In terms of sourcing diamonds, we only work with sightholders that guarantee that all the diamonds we sell are ethical and conflict-free. We deeply appreciate precious gems and use only natural rare ones sourced from trusted partners. Authenticity and transparency are important for our suppliers, we always carefully re authenticate and verify the stones. It’s a pledge to our customers. We also work a lot with age-old materials which are repurposed to create modern pieces and try to use recyclable or sustainable sourced materials in the jewellery pieces.

LIJ: It’s obvious that FORMS became an example of a successful and daring brand. Other jewellers look at you and try to follow your path to the top. What the advice you as you are now would give to yourself 7-8 years ago so to cut that path? And what would you like your legacy to be?

I don’t really believe in short-cuts.
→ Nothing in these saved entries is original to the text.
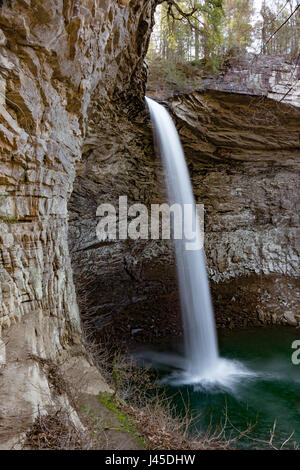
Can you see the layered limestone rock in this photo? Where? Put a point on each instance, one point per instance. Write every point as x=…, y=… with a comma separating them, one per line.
x=274, y=77
x=58, y=61
x=243, y=156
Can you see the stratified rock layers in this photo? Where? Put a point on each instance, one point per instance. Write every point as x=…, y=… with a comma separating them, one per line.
x=58, y=60
x=243, y=156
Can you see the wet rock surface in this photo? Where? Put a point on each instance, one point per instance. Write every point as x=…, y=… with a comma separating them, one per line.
x=243, y=157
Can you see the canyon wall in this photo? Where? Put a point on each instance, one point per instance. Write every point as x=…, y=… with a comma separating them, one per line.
x=72, y=82
x=59, y=61
x=243, y=156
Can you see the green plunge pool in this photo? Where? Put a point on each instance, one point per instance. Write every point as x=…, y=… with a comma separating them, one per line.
x=269, y=394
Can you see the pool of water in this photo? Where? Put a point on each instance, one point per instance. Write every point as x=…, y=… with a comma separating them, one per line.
x=269, y=394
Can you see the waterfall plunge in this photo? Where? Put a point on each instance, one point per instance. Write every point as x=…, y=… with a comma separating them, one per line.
x=202, y=364
x=199, y=327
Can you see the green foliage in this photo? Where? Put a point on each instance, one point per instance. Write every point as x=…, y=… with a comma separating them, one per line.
x=211, y=31
x=127, y=424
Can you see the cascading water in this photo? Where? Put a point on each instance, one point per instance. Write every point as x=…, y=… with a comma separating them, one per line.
x=202, y=362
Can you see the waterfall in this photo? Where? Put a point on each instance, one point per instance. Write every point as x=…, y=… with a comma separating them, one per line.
x=201, y=351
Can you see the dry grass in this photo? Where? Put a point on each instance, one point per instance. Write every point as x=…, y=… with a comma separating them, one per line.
x=57, y=431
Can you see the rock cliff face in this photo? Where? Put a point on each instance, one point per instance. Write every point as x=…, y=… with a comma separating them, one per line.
x=243, y=155
x=71, y=102
x=60, y=61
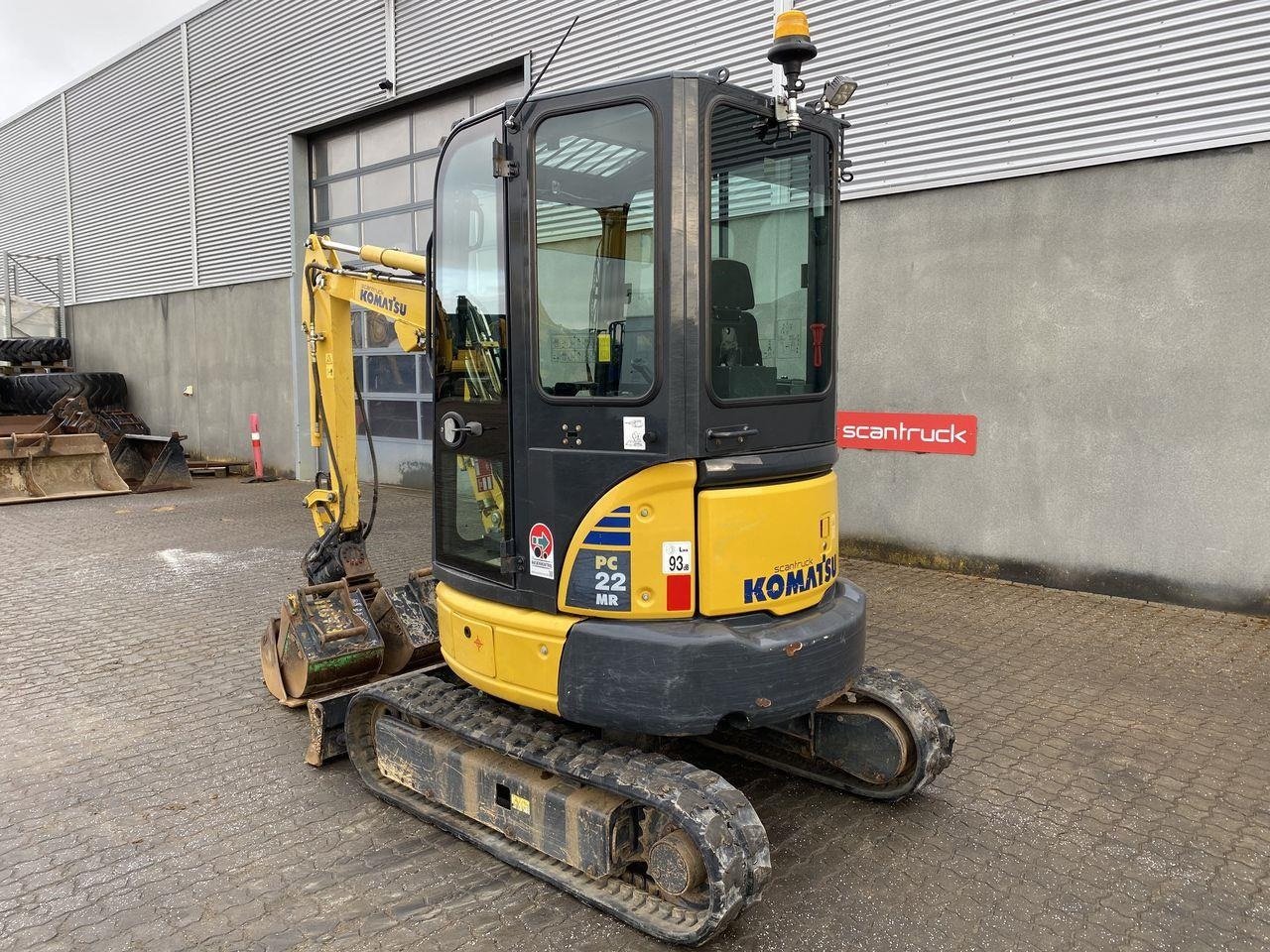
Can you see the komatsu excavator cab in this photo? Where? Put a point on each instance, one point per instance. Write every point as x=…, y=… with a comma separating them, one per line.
x=640, y=281
x=630, y=307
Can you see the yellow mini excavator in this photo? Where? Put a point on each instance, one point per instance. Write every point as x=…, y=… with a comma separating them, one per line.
x=629, y=304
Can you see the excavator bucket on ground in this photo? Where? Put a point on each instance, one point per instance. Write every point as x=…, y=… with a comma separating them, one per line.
x=151, y=463
x=37, y=466
x=333, y=640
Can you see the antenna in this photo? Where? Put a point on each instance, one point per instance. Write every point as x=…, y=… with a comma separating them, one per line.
x=511, y=119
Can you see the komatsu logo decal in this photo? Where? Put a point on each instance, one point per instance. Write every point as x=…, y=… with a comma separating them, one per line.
x=381, y=302
x=792, y=579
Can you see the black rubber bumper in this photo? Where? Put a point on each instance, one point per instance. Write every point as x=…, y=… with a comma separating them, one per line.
x=686, y=676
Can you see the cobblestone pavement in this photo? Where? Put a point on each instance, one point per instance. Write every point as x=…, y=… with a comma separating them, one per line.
x=1109, y=788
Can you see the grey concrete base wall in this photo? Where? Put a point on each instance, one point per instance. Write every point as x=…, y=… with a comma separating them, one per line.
x=231, y=344
x=1110, y=327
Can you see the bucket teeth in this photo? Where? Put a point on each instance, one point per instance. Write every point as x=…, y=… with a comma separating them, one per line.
x=64, y=466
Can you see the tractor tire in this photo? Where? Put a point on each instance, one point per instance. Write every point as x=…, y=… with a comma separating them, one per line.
x=37, y=393
x=35, y=349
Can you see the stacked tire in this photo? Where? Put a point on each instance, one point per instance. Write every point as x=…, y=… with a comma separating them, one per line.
x=37, y=393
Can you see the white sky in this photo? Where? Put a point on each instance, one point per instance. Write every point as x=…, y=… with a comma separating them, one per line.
x=48, y=44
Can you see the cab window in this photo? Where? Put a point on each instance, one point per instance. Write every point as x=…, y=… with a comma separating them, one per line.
x=771, y=259
x=594, y=255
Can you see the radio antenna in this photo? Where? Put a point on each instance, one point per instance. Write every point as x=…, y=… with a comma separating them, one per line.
x=512, y=119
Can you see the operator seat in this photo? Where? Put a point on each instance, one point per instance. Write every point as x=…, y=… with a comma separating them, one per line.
x=733, y=329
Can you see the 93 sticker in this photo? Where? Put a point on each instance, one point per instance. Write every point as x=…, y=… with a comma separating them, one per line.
x=676, y=558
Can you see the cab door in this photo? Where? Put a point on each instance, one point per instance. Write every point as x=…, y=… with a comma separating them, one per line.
x=593, y=199
x=472, y=439
x=767, y=316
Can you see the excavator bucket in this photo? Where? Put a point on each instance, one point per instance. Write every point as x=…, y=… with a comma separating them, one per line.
x=322, y=642
x=37, y=466
x=151, y=463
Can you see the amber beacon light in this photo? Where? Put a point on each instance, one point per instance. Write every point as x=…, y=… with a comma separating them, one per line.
x=792, y=48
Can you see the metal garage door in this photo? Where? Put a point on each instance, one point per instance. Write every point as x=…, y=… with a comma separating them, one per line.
x=371, y=182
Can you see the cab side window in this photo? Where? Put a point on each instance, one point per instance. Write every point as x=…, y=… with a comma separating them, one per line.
x=594, y=255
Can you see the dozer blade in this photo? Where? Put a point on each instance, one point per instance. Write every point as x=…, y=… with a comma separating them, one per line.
x=324, y=642
x=407, y=620
x=67, y=466
x=151, y=463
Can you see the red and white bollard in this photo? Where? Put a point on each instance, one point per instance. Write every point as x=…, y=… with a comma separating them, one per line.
x=255, y=453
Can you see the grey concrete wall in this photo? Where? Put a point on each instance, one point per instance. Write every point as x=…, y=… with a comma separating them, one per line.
x=1109, y=327
x=232, y=344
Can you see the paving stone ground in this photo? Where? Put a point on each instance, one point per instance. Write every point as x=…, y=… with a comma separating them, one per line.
x=1109, y=787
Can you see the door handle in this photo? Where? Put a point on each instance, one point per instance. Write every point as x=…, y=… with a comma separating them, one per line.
x=738, y=431
x=453, y=430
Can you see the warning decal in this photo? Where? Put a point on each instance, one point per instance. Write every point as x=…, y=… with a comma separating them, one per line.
x=541, y=551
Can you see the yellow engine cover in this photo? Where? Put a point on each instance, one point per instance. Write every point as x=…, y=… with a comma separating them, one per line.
x=506, y=652
x=770, y=547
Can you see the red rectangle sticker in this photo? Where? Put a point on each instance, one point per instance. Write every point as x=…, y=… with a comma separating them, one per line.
x=908, y=433
x=679, y=593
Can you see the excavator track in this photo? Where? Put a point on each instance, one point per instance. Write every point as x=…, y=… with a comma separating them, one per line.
x=922, y=715
x=715, y=816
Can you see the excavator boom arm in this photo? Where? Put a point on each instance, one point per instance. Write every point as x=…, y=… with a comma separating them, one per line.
x=330, y=291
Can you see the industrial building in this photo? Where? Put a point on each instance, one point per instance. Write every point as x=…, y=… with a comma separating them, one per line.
x=1056, y=225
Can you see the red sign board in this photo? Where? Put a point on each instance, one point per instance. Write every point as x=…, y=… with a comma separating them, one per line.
x=908, y=433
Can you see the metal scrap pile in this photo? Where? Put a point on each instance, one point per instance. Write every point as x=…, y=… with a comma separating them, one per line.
x=64, y=434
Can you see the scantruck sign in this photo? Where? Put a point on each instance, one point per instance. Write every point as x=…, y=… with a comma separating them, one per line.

There are too many valuable lessons along the way. We are slowly evolving to where our imagination and instinct takes us. I hope to continue and produce thoughtful creations.

I really want our early collectors to be proud that they’ve discovered us and now own one of FORM’s early pieces.

That thought is one of my main motivations. And that reassures us to keep challenging ourselves with new creations.